I have a new friend. It looks like this:
[
Or, if you look at it with from the other side, more like this:
]
Full on, it’s a bit more complex and robust:
[gobbledygook]
Brackets. Or, if you want to call them by their official writing name, that would be: placeholder. (In the editing life, it’s more often referred to as Important Question or Explanation for Writer to READ!!!!!)
I’ve always liked brackets. They work well for those days when my brain is functioning poorly, when I can’t bring up a word I know I want, or can’t remember whether the handle on the ceiling at The Mystery Spot is inside the first or second doorway. (My son swears they did not move it.)

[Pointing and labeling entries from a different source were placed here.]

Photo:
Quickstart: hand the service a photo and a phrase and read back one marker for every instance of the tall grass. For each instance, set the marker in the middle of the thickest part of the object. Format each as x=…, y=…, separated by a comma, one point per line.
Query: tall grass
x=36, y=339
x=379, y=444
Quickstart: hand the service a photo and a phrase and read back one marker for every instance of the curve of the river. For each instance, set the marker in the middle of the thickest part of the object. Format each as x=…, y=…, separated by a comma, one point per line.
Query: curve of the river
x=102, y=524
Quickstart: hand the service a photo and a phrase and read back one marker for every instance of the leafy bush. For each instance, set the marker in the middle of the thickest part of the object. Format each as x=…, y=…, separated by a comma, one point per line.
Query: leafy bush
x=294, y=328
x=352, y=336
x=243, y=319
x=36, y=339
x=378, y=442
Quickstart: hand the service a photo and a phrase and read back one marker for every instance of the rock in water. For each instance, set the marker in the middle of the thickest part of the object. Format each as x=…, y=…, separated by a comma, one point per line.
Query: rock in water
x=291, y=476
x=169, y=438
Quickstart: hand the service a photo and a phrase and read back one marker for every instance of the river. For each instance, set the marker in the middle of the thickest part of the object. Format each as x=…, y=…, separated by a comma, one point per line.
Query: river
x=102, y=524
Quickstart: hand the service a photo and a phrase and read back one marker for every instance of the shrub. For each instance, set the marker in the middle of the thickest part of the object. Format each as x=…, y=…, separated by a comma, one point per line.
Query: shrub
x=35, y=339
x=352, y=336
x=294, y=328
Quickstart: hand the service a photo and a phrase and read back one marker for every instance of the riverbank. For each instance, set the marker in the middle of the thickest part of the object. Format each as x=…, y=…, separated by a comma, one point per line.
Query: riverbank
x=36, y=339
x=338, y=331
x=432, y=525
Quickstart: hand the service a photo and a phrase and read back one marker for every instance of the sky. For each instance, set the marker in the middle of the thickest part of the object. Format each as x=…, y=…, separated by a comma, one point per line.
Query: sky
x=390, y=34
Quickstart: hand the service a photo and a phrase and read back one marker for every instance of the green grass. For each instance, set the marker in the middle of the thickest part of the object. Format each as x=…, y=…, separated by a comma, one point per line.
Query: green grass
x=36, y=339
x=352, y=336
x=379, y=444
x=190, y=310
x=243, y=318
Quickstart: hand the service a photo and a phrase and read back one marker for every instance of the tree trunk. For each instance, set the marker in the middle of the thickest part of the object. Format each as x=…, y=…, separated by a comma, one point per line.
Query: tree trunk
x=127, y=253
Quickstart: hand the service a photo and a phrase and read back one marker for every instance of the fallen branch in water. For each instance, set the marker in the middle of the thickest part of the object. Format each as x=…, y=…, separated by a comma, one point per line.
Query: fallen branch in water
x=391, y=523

I’m using them more in this WIP than I ever thought possible. With all the history, I have read, you’d think there would be fewer gaps in the details I can supply about Chicago in 1913. Well, okay, you’d only think that if you were me, hoping against hope! I have names for, wait for it…yes: Four characters. Not counting the parents, who must have first names (and last) in there somewhere. I refer to the young, male possibilities characters as [LI1] and [LI2]. LI=Love Interest.
Don’t even get me started on that.
To another person (i.e., the person I was during the first few days of writing), all these holes might be irritating. Nerve-wracking. Terrifying like having to kayak back to the dock when your glasses are at the bottom of the ocean. (No, you can’t hear that story today.)
The last couple of days, though, I’m starting to remember the grace of these two little pieces of punctuation. They give me speed. And freedom. They give me permission notto concentrate on the words, which will change, anyway. (And change…and change.)
Instead, I’m thinking about the story. About what needs to happen next, about what each of the characters is thinking about in any given scene, about their reactions to events and to each other. I’m not getting that story down, not yet, but it’s gelling as I write.
And the uses of those brackets are growing. They’re not just for gaps anymore.
They’re for ideas.
They’re for letting me see that this seed of a book will, with work, grow into something strong. Strong enough to be read.
Do you use brackets? Italics? Bright pink font? What do you leave placeholders for, and how do they affect your writing? Chime in!